Est. Reading: 4 minutes

Pickleball is usually played outdoors, but you can also play indoors if you prefer to.

Although both are fun to play and watch, they each come with their own set of advantages and disadvantages. Let's talk about all the essential details that differ from one playing format to the other.

Pickleball Courts

First, indoor and outdoor pickleball courts have the same layout and dimensions - 20 x 44 feet (6.10 x 13.41 m). They also have the same minimum playing surface of 30 x 60 feet (9.14 x 18.29 m) and the non-volley zone, also known as the kitchen. However, indoor pickleball is usually played on existing badminton or basketball courts with wooden surfaces, while outdoor pickleball is usually on tennis courts.

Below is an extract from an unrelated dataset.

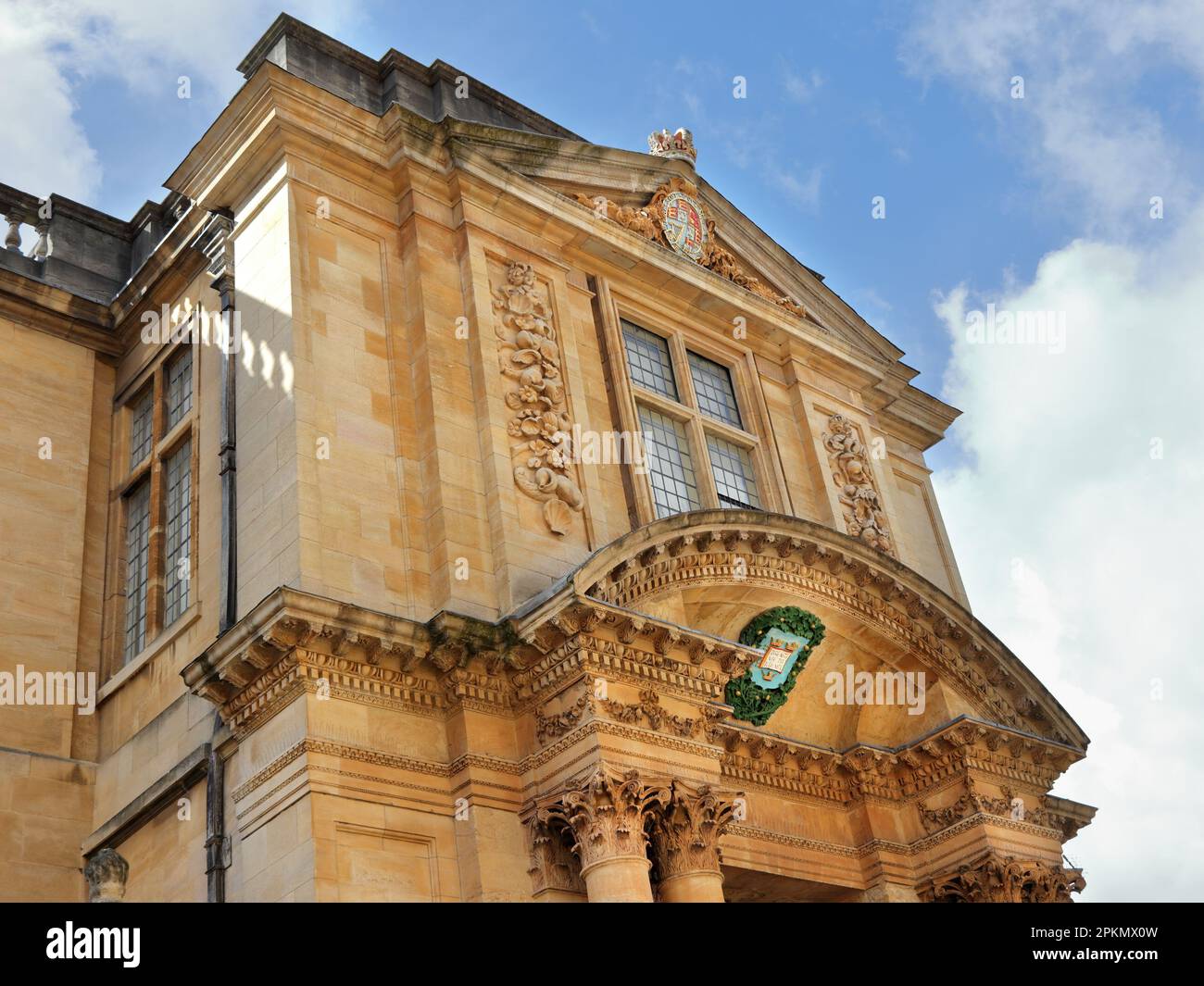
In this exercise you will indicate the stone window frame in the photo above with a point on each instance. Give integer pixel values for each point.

Most outdoor pickleball courts have concrete, asphalt, or other hard surfaces, while indoor courts use gym wood floor surfaces. The net height requirements are also the same, as well as the playing rules and the scoring system. But while you can use outdoor pickleball balls indoors and vice versa, we strictly don't recommend doing it. This is because the balls for outside play differ significantly from those indoors.

Pickleball Balls

The main difference between indoor and outdoor pickleball is related to how the enclosed or open environments impact ball control. Indoor pickleball courts are fully enclosed, so players do not have to account for wind or weather conditions affecting the ball's flight. On outdoor courts, which are open to the elements, players have to adjust for factors like wind that introduce variability in controlling the ball.

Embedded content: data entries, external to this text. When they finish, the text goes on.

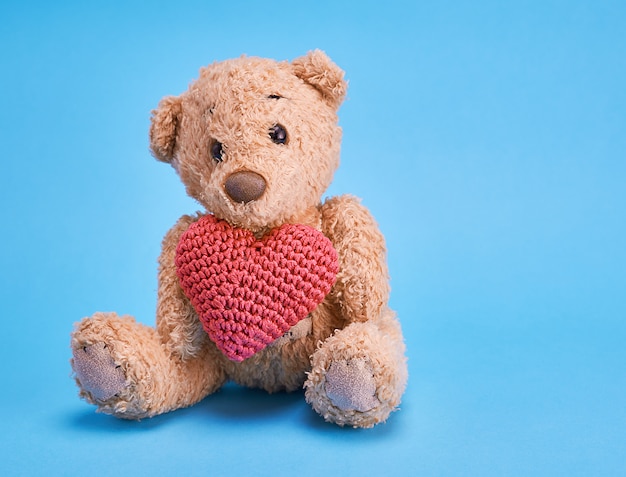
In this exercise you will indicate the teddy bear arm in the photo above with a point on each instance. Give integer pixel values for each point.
(362, 286)
(177, 323)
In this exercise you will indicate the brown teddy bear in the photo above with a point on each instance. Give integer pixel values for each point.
(270, 288)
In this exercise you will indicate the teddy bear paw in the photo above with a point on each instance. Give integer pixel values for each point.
(96, 371)
(350, 385)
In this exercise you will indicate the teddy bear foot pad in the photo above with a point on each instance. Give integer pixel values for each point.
(97, 372)
(350, 385)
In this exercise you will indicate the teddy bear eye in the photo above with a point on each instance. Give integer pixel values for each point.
(217, 151)
(278, 134)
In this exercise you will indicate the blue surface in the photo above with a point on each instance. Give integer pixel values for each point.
(488, 138)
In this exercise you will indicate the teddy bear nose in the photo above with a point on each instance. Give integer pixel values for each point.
(245, 186)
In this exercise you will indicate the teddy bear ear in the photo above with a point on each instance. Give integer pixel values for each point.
(317, 69)
(163, 126)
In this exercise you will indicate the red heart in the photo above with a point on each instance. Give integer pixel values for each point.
(249, 292)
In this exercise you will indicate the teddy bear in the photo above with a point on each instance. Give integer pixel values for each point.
(270, 286)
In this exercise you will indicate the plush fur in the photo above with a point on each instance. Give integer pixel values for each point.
(348, 353)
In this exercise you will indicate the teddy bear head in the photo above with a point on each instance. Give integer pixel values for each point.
(255, 141)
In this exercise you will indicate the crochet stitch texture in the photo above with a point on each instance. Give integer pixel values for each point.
(247, 291)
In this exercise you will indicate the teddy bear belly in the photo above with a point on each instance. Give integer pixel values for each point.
(281, 367)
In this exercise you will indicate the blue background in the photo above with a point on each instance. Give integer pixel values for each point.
(489, 140)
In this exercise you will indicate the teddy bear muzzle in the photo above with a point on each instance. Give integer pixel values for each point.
(245, 186)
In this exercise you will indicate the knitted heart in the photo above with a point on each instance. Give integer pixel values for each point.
(249, 292)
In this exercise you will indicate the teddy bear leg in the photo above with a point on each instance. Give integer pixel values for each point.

However, there are well-established specifications for standard pickleball balls used indoors and outdoors. So, regardless of the court type, players can choose from a wide selection of balls that meet consistent size, weight, bounce, and durability criteria.

According to the USA Pickleball Official Equipment Standards Manual, the diameter of a pickleball ball should be between 2.87 and 2.97 inches (7.29 and 7.54 cm) and have 26-40 circular holes. There are no specific rules about the exact measurement and number of holes, but indoor balls usually have 26 holes, while outdoor balls have 40. In short, indoor pickleball balls have larger holes but fewer than outdoor pickleball balls.

Indoor balls have larger holes, while outdoor balls are heavier in wind conditions. Outdoor balls with more numerous but smaller perforations and extra weight withstand wind better. Since indoor courts are enclosed, and limit wind, balls with fewer, bigger holes suit these playing spaces. The different ball specifications help optimize control, whether playing inside or outside.

Playing Indoor vs Outdoor Pickleball: Pros and Cons

Aside from using different balls due to the wind factor, indoor and outdoor pickleball games also differ in advantages and disadvantages.

Below are the most significant ones and some tips to help you play better depending on which one you're doing:

Indoor Pickleball

As mentioned earlier, wind is not an issue in indoor pickleball games. Here, players can expect a consistent ball flight and can focus more on their playing strategies, especially for beginners. Indoor games are also a great advantage against rain, snow, and heat (which can be miserable). As we all know, playing exhausting sports during summer can lead to dehydration and heat stroke. Even spectators can suffer, and they don't even have to play.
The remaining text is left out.